One of London's most recognisable landmarks, the O2 Arena has a 50-metre-high dome made from PTFE-coated glass fibre fabric and supported by 12 bright yellow towers extending 100 metres above it.

The building was designed by British architect Richard Rogers and originally opened in 1999 to host an exhibition celebrating the new millennium. It has since been converted by architecture studio Populous into a 20,000-capacity arena.

Find out more about O2 Arena ›

Beijing Airport by Zaha Hadid Architects
Photo by Hufton + Crow

Beijing Daxing International Airport, China, by Zaha Hadid Architects

The 700,000-square-metre Beijing Daxing International Airport by Zaha Hadid Architects sprawls out across the landscape in a starfish shape.

The four-storey airport comprises five aircraft piers radiating from a central space naturally lit by a glass roof.

Find out more about Beijing Daxing International Airport ›

Kansai International Airport in Japan by Renzo Piano
Photo by Shunji Ishida

Kansai International Airport, Japan, by Renzo Piano

Another airport on the list is the Kansai International Airport by Italian architect Renzo Piano.
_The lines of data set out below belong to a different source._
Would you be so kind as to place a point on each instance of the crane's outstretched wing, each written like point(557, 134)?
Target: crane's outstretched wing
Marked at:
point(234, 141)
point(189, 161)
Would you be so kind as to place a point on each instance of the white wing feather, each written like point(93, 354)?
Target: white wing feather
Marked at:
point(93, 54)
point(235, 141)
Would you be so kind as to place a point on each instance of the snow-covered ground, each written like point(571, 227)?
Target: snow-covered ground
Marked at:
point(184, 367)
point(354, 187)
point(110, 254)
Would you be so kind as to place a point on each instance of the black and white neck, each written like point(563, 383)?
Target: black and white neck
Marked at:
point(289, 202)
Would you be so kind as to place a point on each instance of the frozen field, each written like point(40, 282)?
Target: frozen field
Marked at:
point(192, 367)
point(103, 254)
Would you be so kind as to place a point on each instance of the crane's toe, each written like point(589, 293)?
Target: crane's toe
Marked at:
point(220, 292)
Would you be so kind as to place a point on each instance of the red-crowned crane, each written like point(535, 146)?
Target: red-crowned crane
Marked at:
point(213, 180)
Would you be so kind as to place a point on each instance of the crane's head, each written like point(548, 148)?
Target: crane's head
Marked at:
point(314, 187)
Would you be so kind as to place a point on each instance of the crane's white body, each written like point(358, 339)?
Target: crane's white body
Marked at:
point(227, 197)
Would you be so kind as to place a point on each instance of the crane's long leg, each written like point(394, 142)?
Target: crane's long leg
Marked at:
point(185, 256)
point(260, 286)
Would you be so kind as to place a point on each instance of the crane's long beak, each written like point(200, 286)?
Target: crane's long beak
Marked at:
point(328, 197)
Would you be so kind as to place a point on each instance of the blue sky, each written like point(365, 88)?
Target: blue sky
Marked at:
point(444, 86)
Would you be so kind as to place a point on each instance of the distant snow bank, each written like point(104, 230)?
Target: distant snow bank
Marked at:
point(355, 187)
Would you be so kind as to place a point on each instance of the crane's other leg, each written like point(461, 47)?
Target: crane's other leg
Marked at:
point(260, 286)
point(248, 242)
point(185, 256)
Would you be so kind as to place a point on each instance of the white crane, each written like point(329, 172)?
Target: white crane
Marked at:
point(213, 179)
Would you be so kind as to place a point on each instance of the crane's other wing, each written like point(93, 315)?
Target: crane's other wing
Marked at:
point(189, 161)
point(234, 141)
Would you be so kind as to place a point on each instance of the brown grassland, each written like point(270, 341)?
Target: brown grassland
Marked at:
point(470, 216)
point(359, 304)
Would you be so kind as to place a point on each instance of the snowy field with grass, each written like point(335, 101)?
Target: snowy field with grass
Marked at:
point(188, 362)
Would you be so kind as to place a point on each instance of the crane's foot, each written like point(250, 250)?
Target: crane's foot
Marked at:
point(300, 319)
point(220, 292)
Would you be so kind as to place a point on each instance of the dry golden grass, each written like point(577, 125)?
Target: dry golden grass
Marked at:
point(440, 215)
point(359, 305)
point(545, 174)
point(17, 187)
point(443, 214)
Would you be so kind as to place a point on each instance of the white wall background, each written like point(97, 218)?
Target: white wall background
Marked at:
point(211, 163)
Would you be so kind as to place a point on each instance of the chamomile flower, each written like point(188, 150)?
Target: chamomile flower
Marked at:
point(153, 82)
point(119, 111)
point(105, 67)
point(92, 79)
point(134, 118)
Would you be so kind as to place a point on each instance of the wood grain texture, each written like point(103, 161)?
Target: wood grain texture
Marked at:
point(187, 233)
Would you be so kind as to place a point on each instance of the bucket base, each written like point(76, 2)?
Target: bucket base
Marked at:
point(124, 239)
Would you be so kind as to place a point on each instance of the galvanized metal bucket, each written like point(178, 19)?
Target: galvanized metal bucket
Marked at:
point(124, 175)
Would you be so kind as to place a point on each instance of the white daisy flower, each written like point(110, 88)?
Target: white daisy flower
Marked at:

Constructed on an artificial island three miles off the shore of Osaka Bay, the building has a 1.1-mile-long terminal and asymmetrical clear-span roof indicative of the high-tech architecture movement.

Piano worked with engineering firm Arup to design 82,000 steel panels of the exact same shape and size to cover the curving roof of the terminal, which gently rises in the middle and lowers at either end.

Find out more about Kansai International Airport ›

MSG Sphere in Las Vegas by Populous
Photo by Sphere Entertainment

MSG Sphere, USA, by Populous

Last month the MSG Sphere in Las Vegas was unveiled as the world's largest spherical structure, with its 54,000-square-metre LED screen lit up for Fourth of July celebrations.

The structure was designed by architecture studio Populous to host live entertainment and concerts with a capacity of 20,000.

Find out more about MSG Sphere ›

The Crystal at Raffles City Chongqing by Safdie Architects
Photo courtesy of Safdie Architects and CapitaLand

Raffles City Chongqing, China, by Safdie Architects

Designed by architecture studio Safdie Architects, Raffles City Chongqing is a complex in China that makes an impact on the skyline with not just one, but eight skyscrapers atop a five-storey podium.

A tube-shaped skybridge, described by the studio as an additional "horizontal skyscraper", stretches 300 metres and connects the tops of four 250-metre-tall towers.

Find out more about Raffles City Chongqing ›

Future Towers apartments in India by MVRDV

Future Towers, India, by MVRDV

Dutch architecture studio MVRDV designed the Future Towers apartment building in Pune, India, to appear like "a singular mountainous structure with peaks and valleys".

The building houses around 5,000 people and features nine sloping wings ranging in height from 17 to 30 storeys, which branch out to enclose multipurpose courtyards.